Tales de Mileto, reputado por inaugurar uma cosmologia independente dos mitos, é também referido como um ávido observador –segundo a lenda, ele chegou a cair num poço enquanto caminhava observando as estrelas. Mas, munido de dados, ele teria previsto um eclipse e determinado a data dos solstícios. E, segundo Aristóteles, ele teria prenunciado colheitas favoráveis e até concluído que a Terra era redonda.

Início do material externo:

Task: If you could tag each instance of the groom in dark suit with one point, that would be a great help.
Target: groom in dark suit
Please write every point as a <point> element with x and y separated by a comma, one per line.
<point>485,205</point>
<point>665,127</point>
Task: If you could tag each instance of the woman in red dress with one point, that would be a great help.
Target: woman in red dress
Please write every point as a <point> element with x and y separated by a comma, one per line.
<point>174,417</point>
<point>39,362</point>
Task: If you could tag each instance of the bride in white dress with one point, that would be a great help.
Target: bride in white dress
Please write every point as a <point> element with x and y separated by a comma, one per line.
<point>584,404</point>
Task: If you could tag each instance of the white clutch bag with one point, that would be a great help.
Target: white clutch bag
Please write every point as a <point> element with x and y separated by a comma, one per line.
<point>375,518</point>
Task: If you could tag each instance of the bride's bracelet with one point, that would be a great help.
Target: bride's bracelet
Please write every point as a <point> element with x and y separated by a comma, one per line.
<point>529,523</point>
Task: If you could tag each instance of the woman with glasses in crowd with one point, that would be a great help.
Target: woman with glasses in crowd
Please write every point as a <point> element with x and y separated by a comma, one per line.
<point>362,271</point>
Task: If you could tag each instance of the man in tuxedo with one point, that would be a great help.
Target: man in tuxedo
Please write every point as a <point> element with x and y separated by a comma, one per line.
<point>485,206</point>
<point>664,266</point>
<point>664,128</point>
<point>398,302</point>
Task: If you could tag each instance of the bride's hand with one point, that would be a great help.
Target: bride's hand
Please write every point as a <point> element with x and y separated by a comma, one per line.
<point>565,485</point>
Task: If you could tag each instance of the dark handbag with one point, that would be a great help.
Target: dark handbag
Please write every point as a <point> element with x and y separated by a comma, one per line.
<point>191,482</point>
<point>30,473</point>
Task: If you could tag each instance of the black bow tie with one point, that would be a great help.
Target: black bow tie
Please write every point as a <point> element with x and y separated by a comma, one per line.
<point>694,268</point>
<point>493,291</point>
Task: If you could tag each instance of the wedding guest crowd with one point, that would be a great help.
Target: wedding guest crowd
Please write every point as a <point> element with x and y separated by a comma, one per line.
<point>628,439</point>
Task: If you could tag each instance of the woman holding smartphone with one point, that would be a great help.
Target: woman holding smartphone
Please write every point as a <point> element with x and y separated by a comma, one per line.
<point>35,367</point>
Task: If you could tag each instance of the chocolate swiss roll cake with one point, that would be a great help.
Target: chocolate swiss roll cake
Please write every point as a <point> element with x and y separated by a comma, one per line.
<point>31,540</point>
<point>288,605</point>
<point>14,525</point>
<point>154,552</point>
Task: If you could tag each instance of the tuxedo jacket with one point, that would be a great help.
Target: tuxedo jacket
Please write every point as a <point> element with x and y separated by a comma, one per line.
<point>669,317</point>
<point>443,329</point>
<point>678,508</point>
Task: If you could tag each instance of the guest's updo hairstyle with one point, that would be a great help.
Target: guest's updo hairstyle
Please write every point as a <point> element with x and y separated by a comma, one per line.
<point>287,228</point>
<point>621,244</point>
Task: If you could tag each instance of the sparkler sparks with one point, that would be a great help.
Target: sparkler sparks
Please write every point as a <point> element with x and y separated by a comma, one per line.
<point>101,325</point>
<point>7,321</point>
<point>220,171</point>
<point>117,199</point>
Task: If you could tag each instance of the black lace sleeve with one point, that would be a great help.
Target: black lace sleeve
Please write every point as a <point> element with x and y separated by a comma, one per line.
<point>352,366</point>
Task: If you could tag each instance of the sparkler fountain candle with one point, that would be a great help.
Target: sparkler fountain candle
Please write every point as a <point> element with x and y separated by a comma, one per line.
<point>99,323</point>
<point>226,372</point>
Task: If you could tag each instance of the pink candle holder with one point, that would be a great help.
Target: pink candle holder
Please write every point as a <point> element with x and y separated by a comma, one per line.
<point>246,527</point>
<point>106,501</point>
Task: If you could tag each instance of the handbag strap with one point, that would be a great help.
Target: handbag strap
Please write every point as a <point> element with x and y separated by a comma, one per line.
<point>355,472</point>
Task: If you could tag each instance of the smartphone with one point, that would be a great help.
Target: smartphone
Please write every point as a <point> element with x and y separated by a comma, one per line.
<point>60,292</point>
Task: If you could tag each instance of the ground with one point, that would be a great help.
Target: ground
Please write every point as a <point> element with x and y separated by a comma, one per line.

Não estava sozinho, Tales. Hiparco, Eratóstenes e Ptolomeu são apenas alguns que reuniram observações e dados para responder a perguntas fundamentais sobre o mundo. A acurácia do modelo ptolomaico é impressionante, mesmo operando sob a hipótese do geocentrismo. A própria queda do paradigma geocêntrico e a revolução copernicana, ou as leis de Kepler, se beneficiaram dos dados obtidos pelo dinamarquês Tycho Brahe no complexo situado na ilha de Ven.

Nestes casos, um conjunto de observações levou a previsões. Mas não é clara a conexão entre os dados e os fenômenos previstos. Teria sido causalidade? Será que condições meteorológicas no inverno causariam boas colheitas nas estações seguintes? Ou apenas haveria uma forte correlação entre estes fatos?

Causalidade é sutil, e está ligada à ideia de implicação. Aparece quando um fato leva a outro: uma bola de bilhar se choca com outra e causa seu movimento; o vapor numa caldeira aciona um mecanismo. No universo dos dados a ideia é a mesma. Suponha que aumentos nos gastos do governo causem aumentos do nível de demanda agregada, e por consequência do emprego. Então, sempre que os dados indicarem que houve o primeiro, podemos esperar pelo segundo. Mais ainda, podemos usar o primeiro para produzir o segundo. Causalidade está muito próxima da ideia de uma regra, ou um modelo.

Correlação é diferente. Pode ser fruto da causalidade ou mero produto do acaso –e pode ser espúria! No livro “Spurious Correlations”, Tyler Vigen reúne exemplos divertidos de correlações. O número de doutores em engenharia civil nos EUA é altamente correlacionado ao consumo de queijo muçarela. Já o número de doutores em ciência da computação é fortemente correlacionado às vendas de HQs. Um favorito: o número de estudantes matriculados nas universidades norte-americanas corresponde quase perfeitamente ao número de acidentes domésticos causados por quedas de televisores.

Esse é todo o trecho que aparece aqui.